The Speech settings page offers Voice Typing, which you can enable or disable using the Windows Key + H shortcut keys, and convert your speech into text. Furthermore, you can also turn on or off “Windows Speech Recognition” using the Windows Key + Ctrl + S shortcut keys, allowing you to perform actions on your PC using speech.
Here, you can manage your physical keyboard as well as the on-screen keyboard settings. You can configure your keyboard to register the shortcut keys (which need to be pressed simultaneously) as sticky keys, meaning they can be pressed one after the other.
Furthermore, you can also manage keystroke sensitivity if you tend to accidentally hit a few keys, and don’t want Windows to register them.

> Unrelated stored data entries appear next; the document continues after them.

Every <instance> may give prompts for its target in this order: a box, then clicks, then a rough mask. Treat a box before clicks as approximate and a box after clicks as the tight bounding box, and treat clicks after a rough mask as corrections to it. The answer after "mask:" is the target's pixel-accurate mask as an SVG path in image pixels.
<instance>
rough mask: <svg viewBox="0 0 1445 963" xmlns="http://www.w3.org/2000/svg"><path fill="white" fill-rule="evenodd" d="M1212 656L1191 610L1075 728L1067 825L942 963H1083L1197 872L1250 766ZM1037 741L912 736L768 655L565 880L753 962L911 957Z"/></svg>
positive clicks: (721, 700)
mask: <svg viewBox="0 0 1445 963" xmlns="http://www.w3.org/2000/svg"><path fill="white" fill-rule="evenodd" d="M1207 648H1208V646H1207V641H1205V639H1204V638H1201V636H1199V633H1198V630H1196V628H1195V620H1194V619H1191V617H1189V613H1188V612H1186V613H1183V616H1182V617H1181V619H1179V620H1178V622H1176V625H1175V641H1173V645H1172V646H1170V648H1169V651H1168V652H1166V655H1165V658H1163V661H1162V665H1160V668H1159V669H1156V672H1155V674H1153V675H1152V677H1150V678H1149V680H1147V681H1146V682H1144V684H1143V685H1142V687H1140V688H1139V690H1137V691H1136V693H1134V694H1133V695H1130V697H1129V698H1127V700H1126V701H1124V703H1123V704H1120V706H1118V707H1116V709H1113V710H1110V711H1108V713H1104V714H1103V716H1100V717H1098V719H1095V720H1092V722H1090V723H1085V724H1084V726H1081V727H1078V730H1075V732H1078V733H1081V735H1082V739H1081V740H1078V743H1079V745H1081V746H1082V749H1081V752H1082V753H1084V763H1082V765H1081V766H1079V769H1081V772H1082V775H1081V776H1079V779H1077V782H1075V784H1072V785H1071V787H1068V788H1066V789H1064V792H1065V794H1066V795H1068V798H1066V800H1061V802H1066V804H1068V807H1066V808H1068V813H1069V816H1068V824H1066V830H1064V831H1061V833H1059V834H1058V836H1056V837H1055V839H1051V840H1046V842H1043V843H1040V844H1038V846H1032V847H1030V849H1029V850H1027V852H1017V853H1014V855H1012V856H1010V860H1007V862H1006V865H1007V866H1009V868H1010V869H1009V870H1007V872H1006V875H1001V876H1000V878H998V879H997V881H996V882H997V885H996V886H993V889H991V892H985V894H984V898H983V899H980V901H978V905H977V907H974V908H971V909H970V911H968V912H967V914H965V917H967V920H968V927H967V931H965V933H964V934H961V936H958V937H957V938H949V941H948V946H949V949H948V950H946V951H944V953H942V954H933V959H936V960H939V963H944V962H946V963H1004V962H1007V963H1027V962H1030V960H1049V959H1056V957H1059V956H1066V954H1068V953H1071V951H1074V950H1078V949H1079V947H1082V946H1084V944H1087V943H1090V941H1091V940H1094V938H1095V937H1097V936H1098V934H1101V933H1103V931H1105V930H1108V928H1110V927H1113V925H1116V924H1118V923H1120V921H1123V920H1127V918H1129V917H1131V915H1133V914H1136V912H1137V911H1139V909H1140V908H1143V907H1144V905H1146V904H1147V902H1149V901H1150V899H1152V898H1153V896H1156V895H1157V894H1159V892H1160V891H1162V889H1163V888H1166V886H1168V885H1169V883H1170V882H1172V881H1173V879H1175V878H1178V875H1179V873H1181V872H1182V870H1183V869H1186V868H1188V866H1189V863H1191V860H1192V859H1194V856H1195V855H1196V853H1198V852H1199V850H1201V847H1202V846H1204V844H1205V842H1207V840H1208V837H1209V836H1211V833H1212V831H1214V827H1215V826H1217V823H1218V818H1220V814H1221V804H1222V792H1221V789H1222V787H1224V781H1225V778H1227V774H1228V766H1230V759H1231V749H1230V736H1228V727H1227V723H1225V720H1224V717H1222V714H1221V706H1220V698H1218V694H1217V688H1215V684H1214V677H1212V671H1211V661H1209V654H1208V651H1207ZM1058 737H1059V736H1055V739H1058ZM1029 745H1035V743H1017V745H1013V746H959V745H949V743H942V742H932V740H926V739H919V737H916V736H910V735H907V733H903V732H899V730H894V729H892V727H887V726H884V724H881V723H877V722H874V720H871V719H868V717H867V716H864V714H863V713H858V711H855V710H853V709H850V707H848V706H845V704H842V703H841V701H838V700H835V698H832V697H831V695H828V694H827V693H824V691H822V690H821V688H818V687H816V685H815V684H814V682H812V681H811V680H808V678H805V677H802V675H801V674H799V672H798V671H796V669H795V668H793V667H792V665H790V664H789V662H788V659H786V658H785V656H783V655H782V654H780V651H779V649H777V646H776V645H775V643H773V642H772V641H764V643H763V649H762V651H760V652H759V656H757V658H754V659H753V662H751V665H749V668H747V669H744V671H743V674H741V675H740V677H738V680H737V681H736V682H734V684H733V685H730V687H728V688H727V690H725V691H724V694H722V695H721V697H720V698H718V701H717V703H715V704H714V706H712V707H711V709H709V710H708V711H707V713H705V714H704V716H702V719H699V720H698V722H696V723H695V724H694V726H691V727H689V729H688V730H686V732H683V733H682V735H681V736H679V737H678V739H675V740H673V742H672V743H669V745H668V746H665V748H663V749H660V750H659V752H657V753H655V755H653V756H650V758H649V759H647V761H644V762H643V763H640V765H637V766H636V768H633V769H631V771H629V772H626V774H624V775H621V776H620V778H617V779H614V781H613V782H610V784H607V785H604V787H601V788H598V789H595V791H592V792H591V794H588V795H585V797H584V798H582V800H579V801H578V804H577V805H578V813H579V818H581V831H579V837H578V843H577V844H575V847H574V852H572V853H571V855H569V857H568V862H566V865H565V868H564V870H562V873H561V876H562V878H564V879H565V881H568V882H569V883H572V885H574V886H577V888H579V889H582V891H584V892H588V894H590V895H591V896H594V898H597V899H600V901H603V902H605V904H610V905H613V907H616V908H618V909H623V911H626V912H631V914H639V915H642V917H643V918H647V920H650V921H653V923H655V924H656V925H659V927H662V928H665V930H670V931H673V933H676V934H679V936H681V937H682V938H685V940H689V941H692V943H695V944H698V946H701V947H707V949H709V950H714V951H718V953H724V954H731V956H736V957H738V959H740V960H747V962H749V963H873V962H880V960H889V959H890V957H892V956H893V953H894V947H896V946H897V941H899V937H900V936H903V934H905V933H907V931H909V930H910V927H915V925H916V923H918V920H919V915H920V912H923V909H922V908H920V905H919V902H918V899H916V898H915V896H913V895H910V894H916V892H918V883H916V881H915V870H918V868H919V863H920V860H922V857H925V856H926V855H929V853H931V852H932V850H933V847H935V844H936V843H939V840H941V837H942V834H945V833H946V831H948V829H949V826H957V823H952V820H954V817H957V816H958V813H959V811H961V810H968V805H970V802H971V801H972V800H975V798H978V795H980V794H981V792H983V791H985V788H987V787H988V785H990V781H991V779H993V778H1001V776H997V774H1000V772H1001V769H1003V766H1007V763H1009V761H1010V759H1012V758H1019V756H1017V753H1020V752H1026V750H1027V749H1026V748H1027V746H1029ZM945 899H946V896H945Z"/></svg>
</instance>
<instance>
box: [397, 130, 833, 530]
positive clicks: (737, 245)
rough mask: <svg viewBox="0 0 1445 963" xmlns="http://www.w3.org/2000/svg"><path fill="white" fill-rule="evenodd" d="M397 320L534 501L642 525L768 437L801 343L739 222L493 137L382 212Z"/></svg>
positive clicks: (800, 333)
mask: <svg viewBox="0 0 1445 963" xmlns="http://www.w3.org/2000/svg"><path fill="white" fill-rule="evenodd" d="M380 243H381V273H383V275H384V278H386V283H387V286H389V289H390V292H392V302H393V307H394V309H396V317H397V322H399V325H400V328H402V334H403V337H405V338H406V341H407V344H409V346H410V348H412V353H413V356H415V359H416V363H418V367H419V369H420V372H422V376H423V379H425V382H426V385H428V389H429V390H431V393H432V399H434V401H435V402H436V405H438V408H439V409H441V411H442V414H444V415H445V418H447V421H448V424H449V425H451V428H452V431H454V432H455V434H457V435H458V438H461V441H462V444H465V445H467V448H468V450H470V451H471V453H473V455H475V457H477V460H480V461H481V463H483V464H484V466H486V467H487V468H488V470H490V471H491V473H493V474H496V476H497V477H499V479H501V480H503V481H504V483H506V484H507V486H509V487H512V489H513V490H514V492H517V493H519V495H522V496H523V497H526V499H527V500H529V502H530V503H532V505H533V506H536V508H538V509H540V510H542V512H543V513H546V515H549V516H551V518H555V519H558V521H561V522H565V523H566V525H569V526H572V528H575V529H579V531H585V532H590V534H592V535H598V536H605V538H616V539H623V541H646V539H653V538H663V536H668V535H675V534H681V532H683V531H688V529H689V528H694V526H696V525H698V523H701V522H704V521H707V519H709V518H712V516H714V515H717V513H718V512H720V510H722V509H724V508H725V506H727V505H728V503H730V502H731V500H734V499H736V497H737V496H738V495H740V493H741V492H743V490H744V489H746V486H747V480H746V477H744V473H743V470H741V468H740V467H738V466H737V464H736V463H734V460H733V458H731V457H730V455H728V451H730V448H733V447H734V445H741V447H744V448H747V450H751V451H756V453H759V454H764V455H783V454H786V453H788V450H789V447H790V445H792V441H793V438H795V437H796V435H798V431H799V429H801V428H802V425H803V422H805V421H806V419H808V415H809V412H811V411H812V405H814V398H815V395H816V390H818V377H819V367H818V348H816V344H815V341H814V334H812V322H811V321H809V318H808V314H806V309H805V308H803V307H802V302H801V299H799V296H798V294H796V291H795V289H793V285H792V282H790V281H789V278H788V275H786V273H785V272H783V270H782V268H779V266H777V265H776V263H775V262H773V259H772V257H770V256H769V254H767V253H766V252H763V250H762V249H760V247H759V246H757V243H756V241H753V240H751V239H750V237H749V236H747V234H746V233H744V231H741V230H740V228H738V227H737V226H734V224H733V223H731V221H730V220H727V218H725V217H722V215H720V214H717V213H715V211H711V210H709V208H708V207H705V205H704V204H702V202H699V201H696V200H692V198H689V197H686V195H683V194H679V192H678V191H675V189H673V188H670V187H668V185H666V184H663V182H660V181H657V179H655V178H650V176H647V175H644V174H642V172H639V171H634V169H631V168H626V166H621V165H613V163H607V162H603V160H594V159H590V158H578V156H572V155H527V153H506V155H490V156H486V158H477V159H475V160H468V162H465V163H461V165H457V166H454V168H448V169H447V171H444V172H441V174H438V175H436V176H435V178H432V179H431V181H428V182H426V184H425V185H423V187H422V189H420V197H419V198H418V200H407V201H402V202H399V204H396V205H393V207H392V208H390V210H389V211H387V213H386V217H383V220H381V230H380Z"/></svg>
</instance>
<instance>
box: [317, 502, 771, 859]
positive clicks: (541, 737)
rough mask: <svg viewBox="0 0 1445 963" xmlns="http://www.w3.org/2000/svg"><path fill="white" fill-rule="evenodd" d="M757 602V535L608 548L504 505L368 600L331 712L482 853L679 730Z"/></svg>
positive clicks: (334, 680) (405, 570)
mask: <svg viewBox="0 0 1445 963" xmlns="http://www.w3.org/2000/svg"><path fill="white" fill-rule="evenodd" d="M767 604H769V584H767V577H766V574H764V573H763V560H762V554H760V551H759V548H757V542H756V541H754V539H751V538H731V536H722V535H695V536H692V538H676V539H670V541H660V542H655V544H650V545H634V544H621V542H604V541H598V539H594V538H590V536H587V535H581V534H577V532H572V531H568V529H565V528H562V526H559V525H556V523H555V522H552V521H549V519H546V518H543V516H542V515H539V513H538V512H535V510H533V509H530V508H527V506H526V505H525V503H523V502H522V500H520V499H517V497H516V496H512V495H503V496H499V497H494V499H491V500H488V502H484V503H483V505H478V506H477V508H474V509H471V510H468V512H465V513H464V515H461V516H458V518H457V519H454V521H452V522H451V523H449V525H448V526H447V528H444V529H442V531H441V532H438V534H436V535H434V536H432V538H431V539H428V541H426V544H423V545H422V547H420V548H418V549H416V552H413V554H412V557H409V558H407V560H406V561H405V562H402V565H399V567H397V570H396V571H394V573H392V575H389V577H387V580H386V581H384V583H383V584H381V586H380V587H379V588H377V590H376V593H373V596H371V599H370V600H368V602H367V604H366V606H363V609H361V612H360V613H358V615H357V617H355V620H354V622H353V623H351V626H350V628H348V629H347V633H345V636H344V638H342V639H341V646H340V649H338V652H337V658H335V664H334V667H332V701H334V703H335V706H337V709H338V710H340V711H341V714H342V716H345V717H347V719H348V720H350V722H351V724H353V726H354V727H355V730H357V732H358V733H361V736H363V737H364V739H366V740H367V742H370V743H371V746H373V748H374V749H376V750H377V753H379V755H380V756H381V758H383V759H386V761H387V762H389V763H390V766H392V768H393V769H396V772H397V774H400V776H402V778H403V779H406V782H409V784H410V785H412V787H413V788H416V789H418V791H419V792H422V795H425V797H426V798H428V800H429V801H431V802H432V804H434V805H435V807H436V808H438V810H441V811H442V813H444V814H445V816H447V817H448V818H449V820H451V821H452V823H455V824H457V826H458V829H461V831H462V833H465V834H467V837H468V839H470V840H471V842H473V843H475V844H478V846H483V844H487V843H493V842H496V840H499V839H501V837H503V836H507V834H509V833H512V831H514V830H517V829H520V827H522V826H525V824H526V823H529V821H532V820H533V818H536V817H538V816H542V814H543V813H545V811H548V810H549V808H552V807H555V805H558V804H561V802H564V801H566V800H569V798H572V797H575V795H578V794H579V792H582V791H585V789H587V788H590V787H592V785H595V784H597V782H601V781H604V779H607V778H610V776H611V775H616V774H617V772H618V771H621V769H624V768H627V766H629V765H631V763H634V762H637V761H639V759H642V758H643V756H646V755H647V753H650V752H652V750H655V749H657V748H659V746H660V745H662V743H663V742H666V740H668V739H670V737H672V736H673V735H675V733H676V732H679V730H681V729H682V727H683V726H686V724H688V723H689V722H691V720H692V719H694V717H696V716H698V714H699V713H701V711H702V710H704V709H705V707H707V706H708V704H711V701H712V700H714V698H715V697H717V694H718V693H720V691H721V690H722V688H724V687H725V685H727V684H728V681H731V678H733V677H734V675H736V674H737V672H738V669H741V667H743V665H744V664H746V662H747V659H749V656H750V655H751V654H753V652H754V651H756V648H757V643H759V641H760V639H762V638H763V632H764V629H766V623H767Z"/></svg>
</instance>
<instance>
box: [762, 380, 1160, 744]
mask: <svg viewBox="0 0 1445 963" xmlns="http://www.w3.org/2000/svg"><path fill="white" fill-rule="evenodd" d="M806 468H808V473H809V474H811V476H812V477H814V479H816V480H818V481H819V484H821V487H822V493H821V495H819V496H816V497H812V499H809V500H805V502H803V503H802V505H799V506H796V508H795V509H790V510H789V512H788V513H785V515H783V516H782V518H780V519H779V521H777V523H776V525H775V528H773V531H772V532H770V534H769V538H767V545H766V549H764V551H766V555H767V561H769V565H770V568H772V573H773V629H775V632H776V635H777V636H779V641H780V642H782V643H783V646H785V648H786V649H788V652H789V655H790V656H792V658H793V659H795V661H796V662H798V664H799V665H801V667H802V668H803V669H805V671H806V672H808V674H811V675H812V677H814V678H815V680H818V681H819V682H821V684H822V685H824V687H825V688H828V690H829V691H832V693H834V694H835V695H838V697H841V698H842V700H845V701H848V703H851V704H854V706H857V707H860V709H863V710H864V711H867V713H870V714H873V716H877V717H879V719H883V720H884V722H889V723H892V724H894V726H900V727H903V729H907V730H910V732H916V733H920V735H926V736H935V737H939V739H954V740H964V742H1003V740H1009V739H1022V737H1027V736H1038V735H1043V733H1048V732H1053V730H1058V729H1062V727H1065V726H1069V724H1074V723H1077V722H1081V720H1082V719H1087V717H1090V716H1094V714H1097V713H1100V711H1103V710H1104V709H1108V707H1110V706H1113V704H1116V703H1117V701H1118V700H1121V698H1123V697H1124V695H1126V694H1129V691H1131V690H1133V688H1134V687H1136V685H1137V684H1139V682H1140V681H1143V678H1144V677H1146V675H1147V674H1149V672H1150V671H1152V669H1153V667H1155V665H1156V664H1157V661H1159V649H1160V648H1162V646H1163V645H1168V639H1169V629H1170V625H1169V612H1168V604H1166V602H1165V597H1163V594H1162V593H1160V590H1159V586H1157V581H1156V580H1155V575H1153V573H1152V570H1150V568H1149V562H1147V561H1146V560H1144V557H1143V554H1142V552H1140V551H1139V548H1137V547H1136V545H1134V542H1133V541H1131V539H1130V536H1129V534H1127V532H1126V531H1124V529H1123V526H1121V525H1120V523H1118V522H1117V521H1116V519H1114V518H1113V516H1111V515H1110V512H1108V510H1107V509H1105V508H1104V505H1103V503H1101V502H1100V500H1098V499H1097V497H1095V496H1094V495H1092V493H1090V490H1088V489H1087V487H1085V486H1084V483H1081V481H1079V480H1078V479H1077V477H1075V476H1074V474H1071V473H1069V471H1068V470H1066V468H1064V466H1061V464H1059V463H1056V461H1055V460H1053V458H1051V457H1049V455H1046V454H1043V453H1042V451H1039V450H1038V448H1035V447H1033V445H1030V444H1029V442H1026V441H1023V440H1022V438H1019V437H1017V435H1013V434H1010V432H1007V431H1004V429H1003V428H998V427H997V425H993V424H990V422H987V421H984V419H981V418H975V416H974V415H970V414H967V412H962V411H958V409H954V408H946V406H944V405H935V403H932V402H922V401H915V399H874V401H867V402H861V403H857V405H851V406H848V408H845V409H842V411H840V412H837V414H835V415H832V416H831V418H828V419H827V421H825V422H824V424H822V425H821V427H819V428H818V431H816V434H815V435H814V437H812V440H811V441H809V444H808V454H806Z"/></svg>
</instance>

A few other configurations can also e made, as you can see from the image below.
If you are having difficulty using your mouse, you can use the numeric keypad on your keyboard to control your mouse pointer instead. Enable the “Mouse keys” option from the Mouse accessibility settings to use the keypad to control the mouse cursor.
From here, you can also control how fast or slow the pointer moves, when to use the keypad as a mouse, and when to use it as a regular keypad, etc.
Eye Control allows you to operate the on-screen keyboard, mouse, and text-to-speech using just your eyes. The gestures and eye-tracking lets you control these components. However, a compatible eye-tracking device is required to unlock this feature on a Windows PC. At the time of writing this post, the following eye-tracking devices are supported with Windows 11:
- Tobii Eye Tracker 4C
- Tobii EyeX
- Tobii Dynavox PCEye Plus
- Tobii Dynavox EyeMobile Mini
- Tobii Dynavox EyeMobile Plus
- Tobii Dynavox PCEye Mini
- Tobii Dynavox PCEye Explore
- Tobii Dynavox I-Series+
- Selected laptops and monitors that include eye-tracking integrations
Once your device is connected to the correct driver installed, you should be able to unlock the settings on this page.
Those reading this article may or may not need to use these accessibility features, but we do suggest that spread the word to people who can benefit from it.
Using these Windows accessibility features, a differently-abled end-user can increase their productivity to 100 percent if they were previously having trouble reading the text on their screen, avoiding using the computer due to the vibrant colors, or simply because they could not use the keyboard.
Microsoft did not leave out the people that experience difficulties while using a Windows computer. Thanks to the features discussed above in this post, more individuals can now enjoy the Windows operating system and perform their tasks, just like any regular user.